While Dovetale — which provides a suite of tools for influencer marketing — is based in New York, its founder, Mike Schmidt, is a Toronto native. Schmidt is a Next 36 alumni and the former CEO of Listn, which allowed users to collect music from all of their streaming services and share it with their friends. Listn was acquired by SFX Entertainment by 2014, and at the time, the app reportedly had over 400,000 users.
The Dovetale team says that its recommendations engine was inspired by mood boards and advertising. Brand managers can upload images that match the look they’re going for — such as black and white photography or images related to specific interests — and Dovetale will run the images through its platform and return a list of qualified influencers that match. Brands can search for influencers through YouTube, Instagram, Twitch, and Twitter.
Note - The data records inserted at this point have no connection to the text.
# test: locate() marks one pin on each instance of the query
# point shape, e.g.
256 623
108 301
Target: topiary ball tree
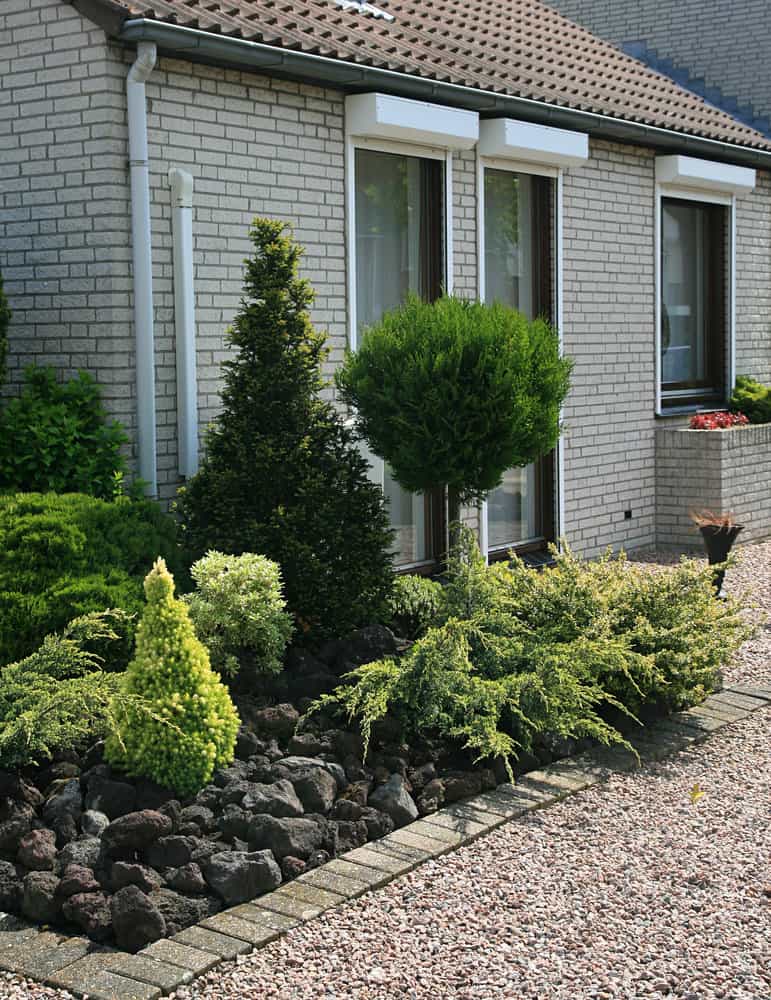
187 724
283 476
452 393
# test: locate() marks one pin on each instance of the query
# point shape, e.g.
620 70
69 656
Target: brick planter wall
717 470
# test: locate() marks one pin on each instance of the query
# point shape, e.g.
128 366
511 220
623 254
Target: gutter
201 46
141 249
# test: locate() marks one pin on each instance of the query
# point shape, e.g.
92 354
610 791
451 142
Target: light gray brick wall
62 197
726 44
715 470
609 330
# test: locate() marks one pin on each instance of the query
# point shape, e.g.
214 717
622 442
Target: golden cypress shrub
190 728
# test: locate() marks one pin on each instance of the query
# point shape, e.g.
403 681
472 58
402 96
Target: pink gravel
625 891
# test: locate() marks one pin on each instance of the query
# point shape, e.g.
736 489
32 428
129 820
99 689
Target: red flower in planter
719 420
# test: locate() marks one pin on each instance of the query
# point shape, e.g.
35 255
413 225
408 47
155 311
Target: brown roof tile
520 48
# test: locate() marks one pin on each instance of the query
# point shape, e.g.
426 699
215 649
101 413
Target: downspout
141 244
184 319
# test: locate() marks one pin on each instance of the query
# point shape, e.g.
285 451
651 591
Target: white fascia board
505 138
704 175
381 116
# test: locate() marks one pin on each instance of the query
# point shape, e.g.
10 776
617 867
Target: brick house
498 151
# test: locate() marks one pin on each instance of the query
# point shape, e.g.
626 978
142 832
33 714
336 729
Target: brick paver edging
101 973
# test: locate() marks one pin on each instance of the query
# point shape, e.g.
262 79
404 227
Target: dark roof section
516 48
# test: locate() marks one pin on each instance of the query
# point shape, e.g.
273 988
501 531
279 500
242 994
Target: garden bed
719 470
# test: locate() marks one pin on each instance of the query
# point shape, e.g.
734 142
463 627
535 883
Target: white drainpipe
141 242
184 319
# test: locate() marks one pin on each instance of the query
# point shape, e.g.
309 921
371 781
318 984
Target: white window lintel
505 138
383 116
703 175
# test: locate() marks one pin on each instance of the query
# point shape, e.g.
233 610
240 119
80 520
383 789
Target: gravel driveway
627 890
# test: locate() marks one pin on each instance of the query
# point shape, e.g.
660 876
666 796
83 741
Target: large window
399 222
518 272
693 303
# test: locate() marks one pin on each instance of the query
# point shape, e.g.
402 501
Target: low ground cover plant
239 613
187 726
56 436
62 556
283 475
515 653
59 698
753 399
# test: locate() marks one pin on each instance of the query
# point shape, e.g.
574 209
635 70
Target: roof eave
202 46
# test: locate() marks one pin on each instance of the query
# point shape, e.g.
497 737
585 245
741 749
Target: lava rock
348 834
90 911
12 831
171 852
37 850
238 876
94 823
299 836
292 867
183 911
188 878
278 721
10 888
137 830
393 799
39 901
113 798
86 852
200 816
77 879
123 873
279 799
316 789
379 824
136 920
“Our recommendations engine is just one aspect of our platform that gives brands and agencies a whole new way of creating or enhancing their influencer strategies,” said Schmidt. “Influencer marketing is at a standstill – the marketplace platforms that exist are not targeted and optimized to help brands succeed. We have developed a true technology platform that brings back the strategy, accountability and trust in influencer marketing.”
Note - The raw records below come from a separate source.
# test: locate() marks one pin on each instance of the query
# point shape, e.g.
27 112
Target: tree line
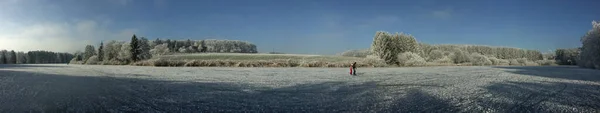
33 57
137 49
586 56
403 49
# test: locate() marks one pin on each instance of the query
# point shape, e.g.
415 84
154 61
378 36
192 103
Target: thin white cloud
121 2
160 3
442 14
61 37
380 21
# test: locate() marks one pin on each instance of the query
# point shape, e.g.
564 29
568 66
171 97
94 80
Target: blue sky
296 26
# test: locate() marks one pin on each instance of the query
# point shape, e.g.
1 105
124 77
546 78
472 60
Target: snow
95 88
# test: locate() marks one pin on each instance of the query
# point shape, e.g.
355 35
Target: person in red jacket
353 68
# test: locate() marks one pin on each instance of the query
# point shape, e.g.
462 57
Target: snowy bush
496 61
513 62
374 61
435 55
567 56
460 57
92 60
478 59
161 49
410 59
356 53
125 53
590 50
546 62
444 60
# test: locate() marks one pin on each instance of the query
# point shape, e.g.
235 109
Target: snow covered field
91 88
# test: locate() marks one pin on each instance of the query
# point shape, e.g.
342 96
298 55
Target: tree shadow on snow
561 72
549 97
34 92
6 66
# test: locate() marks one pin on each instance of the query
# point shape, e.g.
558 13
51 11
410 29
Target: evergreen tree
3 59
13 57
101 51
143 49
135 51
89 52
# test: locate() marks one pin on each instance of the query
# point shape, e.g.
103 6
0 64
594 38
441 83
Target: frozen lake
82 88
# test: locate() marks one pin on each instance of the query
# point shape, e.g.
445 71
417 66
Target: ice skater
353 68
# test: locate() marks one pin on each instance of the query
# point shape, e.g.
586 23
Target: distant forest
34 57
122 52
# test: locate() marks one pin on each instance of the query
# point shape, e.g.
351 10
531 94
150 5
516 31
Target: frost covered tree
100 52
143 49
567 56
3 59
89 52
385 46
134 49
125 53
13 57
162 49
407 43
111 50
157 42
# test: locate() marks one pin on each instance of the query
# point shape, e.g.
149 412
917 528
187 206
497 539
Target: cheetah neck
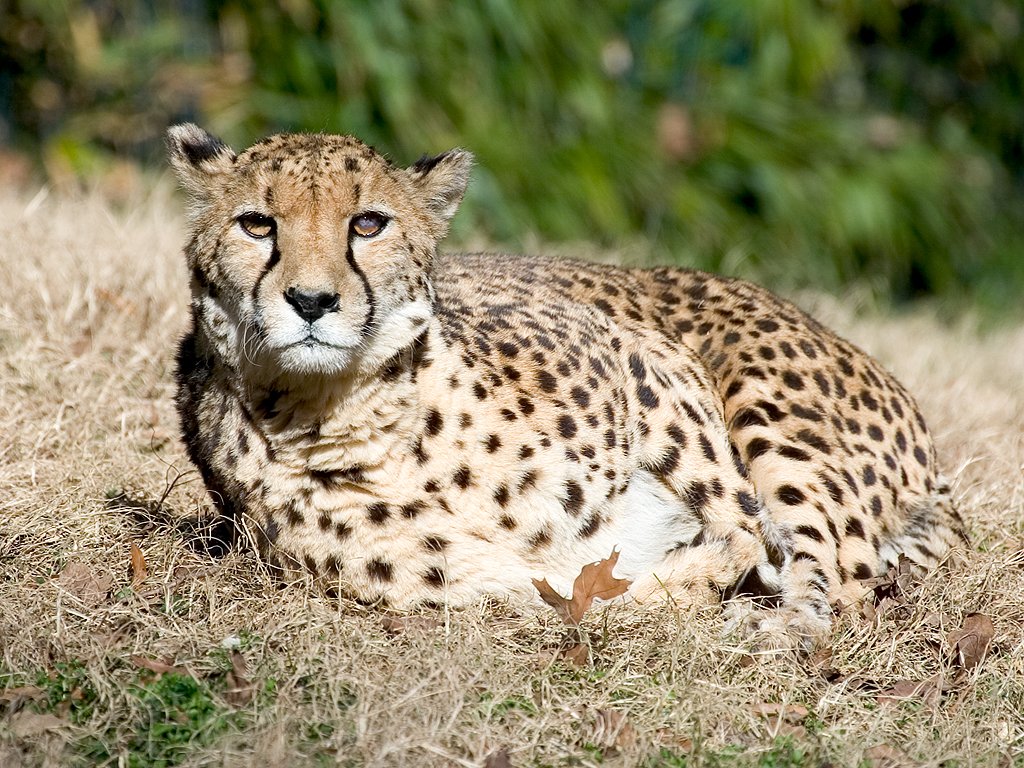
340 423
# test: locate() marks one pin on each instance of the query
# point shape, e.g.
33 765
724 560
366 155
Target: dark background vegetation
799 141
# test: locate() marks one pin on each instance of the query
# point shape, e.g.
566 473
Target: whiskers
252 343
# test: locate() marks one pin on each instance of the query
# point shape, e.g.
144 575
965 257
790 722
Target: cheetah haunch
416 427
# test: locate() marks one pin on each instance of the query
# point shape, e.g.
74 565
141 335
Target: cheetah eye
257 225
369 224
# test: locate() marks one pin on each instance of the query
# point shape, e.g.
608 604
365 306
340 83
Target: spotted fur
414 427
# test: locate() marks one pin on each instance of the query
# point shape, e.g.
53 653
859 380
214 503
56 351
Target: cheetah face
311 254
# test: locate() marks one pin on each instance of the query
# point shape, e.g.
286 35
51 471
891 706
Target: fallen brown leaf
137 570
22 691
971 643
398 625
498 759
821 663
82 582
595 582
26 724
577 654
240 688
895 583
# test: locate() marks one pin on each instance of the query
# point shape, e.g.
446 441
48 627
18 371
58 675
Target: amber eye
369 224
257 225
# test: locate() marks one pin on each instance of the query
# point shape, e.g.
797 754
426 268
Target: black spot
566 426
749 417
590 527
540 539
412 509
434 577
792 452
581 396
707 449
696 497
790 495
814 440
773 412
546 381
573 498
502 496
810 414
793 380
646 396
677 435
757 448
462 477
435 543
637 368
810 531
434 422
379 570
378 513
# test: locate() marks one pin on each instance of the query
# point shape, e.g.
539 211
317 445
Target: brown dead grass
90 308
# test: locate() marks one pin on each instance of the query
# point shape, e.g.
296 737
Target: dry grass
91 305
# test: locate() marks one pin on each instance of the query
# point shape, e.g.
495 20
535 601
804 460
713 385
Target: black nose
311 306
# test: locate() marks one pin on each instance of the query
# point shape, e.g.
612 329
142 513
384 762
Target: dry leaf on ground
137 570
23 691
595 582
82 581
971 643
612 729
26 724
240 688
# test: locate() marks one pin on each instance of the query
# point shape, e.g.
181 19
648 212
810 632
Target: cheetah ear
197 156
443 179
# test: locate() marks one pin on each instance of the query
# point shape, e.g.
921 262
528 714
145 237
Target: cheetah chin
412 427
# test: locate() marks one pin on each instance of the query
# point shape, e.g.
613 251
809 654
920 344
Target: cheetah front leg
740 553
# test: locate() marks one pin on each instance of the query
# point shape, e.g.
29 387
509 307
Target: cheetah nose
311 305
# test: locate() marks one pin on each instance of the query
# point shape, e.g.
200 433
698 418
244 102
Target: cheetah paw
783 629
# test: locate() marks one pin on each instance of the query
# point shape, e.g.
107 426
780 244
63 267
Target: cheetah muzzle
416 427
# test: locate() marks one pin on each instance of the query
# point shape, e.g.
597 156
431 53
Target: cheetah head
311 254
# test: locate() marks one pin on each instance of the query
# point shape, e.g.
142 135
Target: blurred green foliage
801 141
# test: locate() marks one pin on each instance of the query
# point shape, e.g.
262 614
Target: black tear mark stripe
371 304
270 264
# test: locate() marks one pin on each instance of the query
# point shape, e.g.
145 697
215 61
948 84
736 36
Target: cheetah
413 427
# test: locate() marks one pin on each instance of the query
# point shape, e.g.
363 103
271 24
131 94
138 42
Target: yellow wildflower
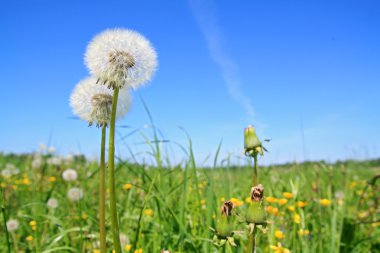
127 186
301 204
282 201
303 232
287 195
297 218
325 202
291 208
279 249
236 202
279 235
271 199
148 212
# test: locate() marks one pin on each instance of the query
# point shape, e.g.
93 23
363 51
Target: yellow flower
287 195
148 212
301 204
52 179
127 186
325 202
271 199
282 201
279 249
303 232
278 234
236 202
291 208
25 181
297 218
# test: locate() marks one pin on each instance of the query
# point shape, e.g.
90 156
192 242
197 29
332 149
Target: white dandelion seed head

Dovetale’s other features include the ability to find creators by entering specific keywords and social metrics, which returns the influencer’s channel growth, audience location, social stats, and demographics; a management system for influencers that brands work with; performance reports; and payments processing.
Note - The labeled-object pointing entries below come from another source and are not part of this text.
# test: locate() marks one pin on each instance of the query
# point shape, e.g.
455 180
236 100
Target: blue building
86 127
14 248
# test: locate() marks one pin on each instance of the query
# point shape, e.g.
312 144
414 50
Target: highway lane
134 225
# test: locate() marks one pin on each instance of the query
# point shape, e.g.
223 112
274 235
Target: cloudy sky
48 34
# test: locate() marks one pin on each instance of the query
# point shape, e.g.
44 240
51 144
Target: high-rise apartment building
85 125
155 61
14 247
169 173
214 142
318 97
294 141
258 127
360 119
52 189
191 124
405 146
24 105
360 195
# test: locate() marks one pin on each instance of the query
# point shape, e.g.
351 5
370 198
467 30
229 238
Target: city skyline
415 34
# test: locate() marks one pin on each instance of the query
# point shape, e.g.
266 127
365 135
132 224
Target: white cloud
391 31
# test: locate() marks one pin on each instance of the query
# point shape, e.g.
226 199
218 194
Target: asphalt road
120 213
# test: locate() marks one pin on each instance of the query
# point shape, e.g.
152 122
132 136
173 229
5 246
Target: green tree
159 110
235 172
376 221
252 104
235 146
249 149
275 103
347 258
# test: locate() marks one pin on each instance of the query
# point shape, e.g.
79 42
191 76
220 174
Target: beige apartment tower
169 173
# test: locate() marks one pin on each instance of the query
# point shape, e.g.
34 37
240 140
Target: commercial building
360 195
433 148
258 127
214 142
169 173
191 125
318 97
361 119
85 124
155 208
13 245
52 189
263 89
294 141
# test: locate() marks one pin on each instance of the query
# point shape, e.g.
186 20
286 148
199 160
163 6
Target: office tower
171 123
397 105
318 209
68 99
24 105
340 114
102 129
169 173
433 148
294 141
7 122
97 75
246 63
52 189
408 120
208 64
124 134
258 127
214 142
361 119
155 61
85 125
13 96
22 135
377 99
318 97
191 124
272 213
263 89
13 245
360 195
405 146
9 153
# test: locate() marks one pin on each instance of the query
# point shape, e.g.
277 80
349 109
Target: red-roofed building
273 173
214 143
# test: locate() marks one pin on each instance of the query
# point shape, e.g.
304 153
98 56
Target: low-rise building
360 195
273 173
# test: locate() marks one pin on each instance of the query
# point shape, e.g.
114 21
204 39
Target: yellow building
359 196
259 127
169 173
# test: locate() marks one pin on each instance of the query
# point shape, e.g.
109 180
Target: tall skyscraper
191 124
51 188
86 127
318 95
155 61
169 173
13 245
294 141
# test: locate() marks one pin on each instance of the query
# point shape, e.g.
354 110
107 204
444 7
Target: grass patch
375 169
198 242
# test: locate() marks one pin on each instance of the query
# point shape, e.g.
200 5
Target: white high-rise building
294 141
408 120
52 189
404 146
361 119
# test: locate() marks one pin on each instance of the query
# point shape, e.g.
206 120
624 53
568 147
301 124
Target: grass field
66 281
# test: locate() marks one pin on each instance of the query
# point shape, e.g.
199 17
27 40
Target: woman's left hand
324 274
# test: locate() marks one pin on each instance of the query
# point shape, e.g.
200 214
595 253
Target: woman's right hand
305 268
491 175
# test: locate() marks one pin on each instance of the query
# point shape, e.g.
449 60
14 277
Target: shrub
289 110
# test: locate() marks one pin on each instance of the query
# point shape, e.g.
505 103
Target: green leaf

In the past, influencer marketing has been criticized for a lack of disclosure on paid messaging. In 2016, Advertising Standards Canada announced a new set of rules that stated that every influencer must make their connection to brands clear. However, the ASC doesn’t have the ability to issue fines.
Schmidt indicated, however, that the role of influencers is changing, and that many agencies are relying on them as creative directors. He also said that brands are becoming more sophisticated in how they deal with influencers, and it’s now evolved to automating the time it takes to find and pay them.
“They [influencers] and their teams help brands as much as the brands help them. Real relationships catalyze growth in influencer marketing, not one-off deals,” Schmidt said. “Eventually, influencers will be a part of every brand strategy no matter how big the company is — from small Shopify stores to large fashion retailers. Deception comes from people in the industry that take advantage of this type of marketing. Really, the opportunity comes from providing a service that is trusted because of complete transparency between us and our customers.”
While the team is not currently hiring in Canada, Schmidt said it’s on the company’s “to-do list.”